Our precious thin atmosphere

March 1, 2010 | By | 3 Replies More

Click on this link to see a beautiful photo of the Earth by the Goddard Space Flight Center. What is stunning to me is the thin-ness of the Earth’s precious atmosphere.  Click on the image for  a much-enlarged version.


How was this photo taken?

This spectacular “blue marble” image is the most detailed true-color image of the entire Earth to date. Using a collection of satellite-based observations, scientists and visualizers stitched together months of observations of the land surface, oceans, sea ice, and clouds into a seamless, true-color mosaic of every square kilometer (.386 square mile) of our planet. These images are freely available to educators, scientists, museums, and the public. This record includes preview images and links to full resolution versions up to 21,600 pixels across.
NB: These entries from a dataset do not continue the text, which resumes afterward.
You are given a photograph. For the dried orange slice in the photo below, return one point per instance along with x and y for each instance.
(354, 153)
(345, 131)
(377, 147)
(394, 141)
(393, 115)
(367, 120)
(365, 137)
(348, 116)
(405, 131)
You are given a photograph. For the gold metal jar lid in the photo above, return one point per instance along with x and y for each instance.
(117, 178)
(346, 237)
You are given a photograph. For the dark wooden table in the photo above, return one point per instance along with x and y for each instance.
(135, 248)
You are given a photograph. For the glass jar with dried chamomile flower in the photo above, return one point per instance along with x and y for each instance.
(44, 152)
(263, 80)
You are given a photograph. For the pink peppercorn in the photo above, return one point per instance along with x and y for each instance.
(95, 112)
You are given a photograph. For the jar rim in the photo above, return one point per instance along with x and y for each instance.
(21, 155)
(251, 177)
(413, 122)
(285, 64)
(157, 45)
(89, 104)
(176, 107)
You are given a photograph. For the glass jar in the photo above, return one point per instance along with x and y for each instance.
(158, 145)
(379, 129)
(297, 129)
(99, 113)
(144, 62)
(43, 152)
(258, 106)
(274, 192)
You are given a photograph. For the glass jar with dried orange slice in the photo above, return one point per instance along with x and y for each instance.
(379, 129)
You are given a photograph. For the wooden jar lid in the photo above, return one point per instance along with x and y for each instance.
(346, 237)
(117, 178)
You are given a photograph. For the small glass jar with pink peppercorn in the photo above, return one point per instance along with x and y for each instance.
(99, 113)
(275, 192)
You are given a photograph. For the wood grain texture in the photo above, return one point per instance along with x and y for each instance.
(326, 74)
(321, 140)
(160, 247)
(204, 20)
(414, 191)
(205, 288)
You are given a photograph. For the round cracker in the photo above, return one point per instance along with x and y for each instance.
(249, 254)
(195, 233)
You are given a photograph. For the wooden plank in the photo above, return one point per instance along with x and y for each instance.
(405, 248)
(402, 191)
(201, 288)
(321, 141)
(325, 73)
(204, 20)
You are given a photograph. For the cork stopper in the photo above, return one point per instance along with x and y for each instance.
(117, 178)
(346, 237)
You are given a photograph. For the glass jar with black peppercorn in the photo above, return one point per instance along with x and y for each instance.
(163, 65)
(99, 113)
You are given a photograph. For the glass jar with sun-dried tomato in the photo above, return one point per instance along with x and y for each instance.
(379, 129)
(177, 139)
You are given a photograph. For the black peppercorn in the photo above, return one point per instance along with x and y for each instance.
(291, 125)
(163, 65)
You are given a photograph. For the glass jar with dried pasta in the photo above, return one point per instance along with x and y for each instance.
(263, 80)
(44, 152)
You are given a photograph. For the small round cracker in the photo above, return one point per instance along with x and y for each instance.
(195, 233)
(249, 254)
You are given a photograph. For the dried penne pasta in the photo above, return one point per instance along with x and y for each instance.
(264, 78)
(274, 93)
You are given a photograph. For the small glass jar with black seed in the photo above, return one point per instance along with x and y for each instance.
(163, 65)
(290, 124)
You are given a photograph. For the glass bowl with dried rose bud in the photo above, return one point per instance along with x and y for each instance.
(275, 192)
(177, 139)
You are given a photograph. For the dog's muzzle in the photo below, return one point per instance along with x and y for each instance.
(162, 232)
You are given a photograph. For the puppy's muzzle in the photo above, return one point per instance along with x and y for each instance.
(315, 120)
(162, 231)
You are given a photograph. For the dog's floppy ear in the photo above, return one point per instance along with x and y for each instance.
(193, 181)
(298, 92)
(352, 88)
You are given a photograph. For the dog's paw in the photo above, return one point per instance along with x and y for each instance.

Much of the information contained in this image came from a single remote-sensing device-NASA’s Moderate Resolution Imaging Spectroradiometer, or MODIS. Flying over 700 km above the Earth onboard the Terra satellite, MODIS provides an integrated tool for observing a variety of terrestrial, oceanic, and atmospheric features of the Earth. The land and coastal ocean portions of these images are based on surface observations collected from June through September 2001 and combined, or composited, every eight days to compensate for clouds that might block the sensor’s view of the surface on any single day. Two different types of ocean data were used in these images: shallow water true color data, and global ocean color (or chlorophyll) data.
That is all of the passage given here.